ColumnStore Indexes

ColumnStore Index is a new feature created as a result  of  project named “Apollo” in  SQL Server Code Name “Denali”.It is very important NEWS if you have SQL Server Datawarehouse.In this Paper I will let you know the difference between SQL Server’s traditional indexes and new ColumnStore index.  I will also let you know when to use Traditional row indexes and when to use columnStore indexes.


Intended Audience

           
SQL Server developers , Dataware house team , DBA’s..


Introduction

           
First of all we should know what is Columnstore index.Columnstore index is that index which stores data column-wise instead of row-wise.it is mainly for datawarehouse purpose like fact and dimensions more than 10 Million rows. We can create only one per table and currently we can create only non –clustered columnstore index. If we are partitioning the table the columnstore index must contain partitioning column. It is for read only purpose. SQL Server’s traditional indexes, clustered and nonclustered, are based on the B-tree.  B-trees are great for finding data that match a predicate on the primary key.  They’re also reasonably fast when you need to scan all the data in a table .

How Columstore index data store.

           
If we take the data with example shown below the data is stored in 2 different formats
1)    Data Stored in a Traditional “Row Store” Format
Row Store

1
Ross
San Francisco
CA
2
Sherry
New York
NY
3
Gus
Seattle
WA
4
Stan
San Jose
CA
5
Lijon
Sacramento
CA


2)    Data stored in Column store format .
ColumnStore
1 2 3 4 5
Ross Sherry Gus Stan Lijon
San Francisco New York Seattle San Jose Sacramento
CA NY WA CA CA


In columnstore index each index page stores data from a single column  but in traditional row indexes each index page stores rows .this is very major change .

What are the benefits of using Column store index .


   The 2 main important benefits we will get when we are using Columnstore index are
1.    Compression
2.    Fetching only required columns .
      Compression :     Most general-purpose relational database management systems, including SQL Server, store data in row-wise fashion.  This organization is sometimes called a row store.  Both heaps and B-trees are row stores because they store the values from each column in a given row contiguously.  When you want to find all the values associated with a row, having the data stored together on one page is very efficient.  Storing data by rows is less ideal for compressing the data.  Most compression algorithms exploit the similarities of a group of values.  The values from different columns usually are not very similar.  When data is stored row-wise, the number of rows per page is relatively few, so the opportunities to exploit similarity among values are limited.  A column store organizes data in column-wise fashion.  Data from a single column are stored contiguously.  Usually there is repetition and similarity among values within a column.  The column store organization allows compression algorithms to exploit that similarity.

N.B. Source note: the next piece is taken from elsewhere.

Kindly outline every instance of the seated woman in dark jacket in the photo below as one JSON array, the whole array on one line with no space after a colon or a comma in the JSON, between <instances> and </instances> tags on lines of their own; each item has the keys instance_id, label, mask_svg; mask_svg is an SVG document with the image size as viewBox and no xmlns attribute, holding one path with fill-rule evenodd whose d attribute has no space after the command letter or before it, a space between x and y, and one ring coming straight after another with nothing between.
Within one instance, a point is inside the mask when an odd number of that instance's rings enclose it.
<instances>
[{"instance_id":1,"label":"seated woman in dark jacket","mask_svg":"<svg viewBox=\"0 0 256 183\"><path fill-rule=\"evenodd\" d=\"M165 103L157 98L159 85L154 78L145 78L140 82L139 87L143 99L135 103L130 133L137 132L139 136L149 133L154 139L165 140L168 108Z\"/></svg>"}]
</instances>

Fetching only Required Columns :   When data is stored column-wise, each column can be accessed independently of the other columns.  If a query touches only a subset of the columns in a table, IO is reduced.  Data warehouse fact tables are often wide as well long.  Typical queries touch only 10 – 15% of the columns.  That means a column store can reduce IO by 85 – 90%, a huge speedup in systems that are often IO bound, meaning the query speed is limited by the speed at which needed data can be transferred from disk into memory

When to use Traditional Indexes Vs Cloumnstore Indexes


            While it’s possible to build a system that stores all data in columnar format, row stores still have advantages in some situations.  A B-tree is a very efficient data structure for looking up or modifying a single row of data.  So if your workload entails many single row lookups and many updates and deletes, which is common for OLTP workloads, you will probably continue to use row store technology.  Data warehouse workloads typically scan, aggregate, and join large amounts of data.  In those scenarios, column stores really shine.
SQL Server now provides you with a choice.  You can build columnstore indexes on your big data warehouse tables and get the benefits of column store technology and batch mode processing without giving up the benefits of traditional row store technology when a B-tree is the right tool for the job

Why we get higher  Performance from cloumnstore indexes.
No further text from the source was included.